Gaza: Bomben und Hunger und israelische Drohnen gegen ein Hilfsschiff

Vor 2 Monaten hat die israelische Armee eine totale Blockade über Gaza verhängt. 2 Millionen Menschen werden seit 19 Monaten bombardiert, von einer Ecke der Enklave in die andere getrieben, ohne dem Horror entfliehen zu können. 19 Monate ohne genug Wasser oder Strom oder Nahrungsmittel. 19 Monate, in denen alle Krankenhäuser zerstört wurden, medizinisches Personal erschossen und verletzt wurde… Die Bilder sind unbeschreiblich. Seit 2 Monaten kommen überhaupt keine Hilfslieferungen mehr zu den Menschen in Gaza. An dem Grenzübergang auf ägyptischer Seite stehen die LkW mit Lebensmitteln und medizinischem Material über drei Kilometer Länge, aber sie dürfen nicht rein. Mehrmals gab es Demonstrationen in Gaza, Menschen haben Plakate in die Kameras gehalten und Sprüche gerufen gegen das Töten, sie erinnern, dass sie Menschen sind und nicht aus Stahl, sie verlangen von der Hamas, Israel und der Welt ein Ende des Krieges.

Angesichts des Horrors haben die europäischen Außenminister:innen kürzlich ein kurzes Statement abgegeben und sehr vorsichtig die x-te Bombardierung eines Krankenhauses kritisiert und an das Völkerrecht appelliert.
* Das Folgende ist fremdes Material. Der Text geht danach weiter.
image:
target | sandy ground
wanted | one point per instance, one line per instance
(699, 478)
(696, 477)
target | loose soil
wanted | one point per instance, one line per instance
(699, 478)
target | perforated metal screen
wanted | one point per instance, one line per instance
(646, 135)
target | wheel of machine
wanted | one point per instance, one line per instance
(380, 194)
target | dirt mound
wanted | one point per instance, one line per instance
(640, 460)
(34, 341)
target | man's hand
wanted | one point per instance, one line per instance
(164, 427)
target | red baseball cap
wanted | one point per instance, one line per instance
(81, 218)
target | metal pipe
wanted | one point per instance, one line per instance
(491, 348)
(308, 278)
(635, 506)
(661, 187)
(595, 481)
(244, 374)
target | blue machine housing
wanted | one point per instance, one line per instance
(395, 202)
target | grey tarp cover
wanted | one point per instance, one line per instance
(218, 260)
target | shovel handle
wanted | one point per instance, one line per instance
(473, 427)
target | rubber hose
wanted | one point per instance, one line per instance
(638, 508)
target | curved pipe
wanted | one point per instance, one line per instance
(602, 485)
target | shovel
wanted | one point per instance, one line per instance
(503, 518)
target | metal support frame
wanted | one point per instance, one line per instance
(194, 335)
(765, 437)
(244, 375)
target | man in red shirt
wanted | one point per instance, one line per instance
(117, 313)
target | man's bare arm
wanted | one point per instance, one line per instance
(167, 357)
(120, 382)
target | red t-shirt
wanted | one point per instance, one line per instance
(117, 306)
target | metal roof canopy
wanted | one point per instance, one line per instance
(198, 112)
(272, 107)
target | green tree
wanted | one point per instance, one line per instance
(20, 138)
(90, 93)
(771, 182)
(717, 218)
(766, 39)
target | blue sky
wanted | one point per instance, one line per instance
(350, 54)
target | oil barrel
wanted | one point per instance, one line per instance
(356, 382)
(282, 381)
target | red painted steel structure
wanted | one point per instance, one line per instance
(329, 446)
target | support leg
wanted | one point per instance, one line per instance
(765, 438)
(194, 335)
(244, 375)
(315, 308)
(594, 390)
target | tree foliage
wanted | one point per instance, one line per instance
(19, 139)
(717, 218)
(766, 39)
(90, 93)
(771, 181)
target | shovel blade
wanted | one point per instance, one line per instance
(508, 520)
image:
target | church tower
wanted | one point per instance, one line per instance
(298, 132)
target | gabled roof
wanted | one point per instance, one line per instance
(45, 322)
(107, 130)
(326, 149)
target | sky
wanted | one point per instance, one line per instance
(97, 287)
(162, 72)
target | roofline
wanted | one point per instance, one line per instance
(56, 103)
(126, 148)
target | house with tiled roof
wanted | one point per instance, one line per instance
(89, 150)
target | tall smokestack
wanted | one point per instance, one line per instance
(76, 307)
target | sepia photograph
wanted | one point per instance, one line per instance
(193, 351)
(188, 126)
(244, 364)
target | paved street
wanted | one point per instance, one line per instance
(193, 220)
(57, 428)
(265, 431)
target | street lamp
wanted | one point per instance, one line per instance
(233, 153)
Ein paar warme Worte, muss ja… Aber die militärischen und politischen Beziehungen zwischen Deutschland und Israel gehen ungehindert weiter. Palästinasolidarische Aktivist:innen in Deutschland werden weiter verfolgt und die Meinungsfreiheit beschränkt. Aber auch die Proteste in Israel gegen den Krieg in Gaza gehen weiter. Laut der israelischen Zeitung Haaretz sollen Reservisten massenhaft die Meldung zur Armee verweigert haben, eine Welle an offenen Briefen aus verschiedenen Teilen der Armee und des israelischen Staates kritisiert die Regierung. Auch wenn diejenigen, die nicht nur die israelischen Geiseln und Soldat:innen, sondern auch das Schicksal der Palästinenser:innen im Blick haben, noch immer die klare Minderheit sind. Und nun steht ein neuer Großangriff des israelischen Militärs auf Gaza bevor.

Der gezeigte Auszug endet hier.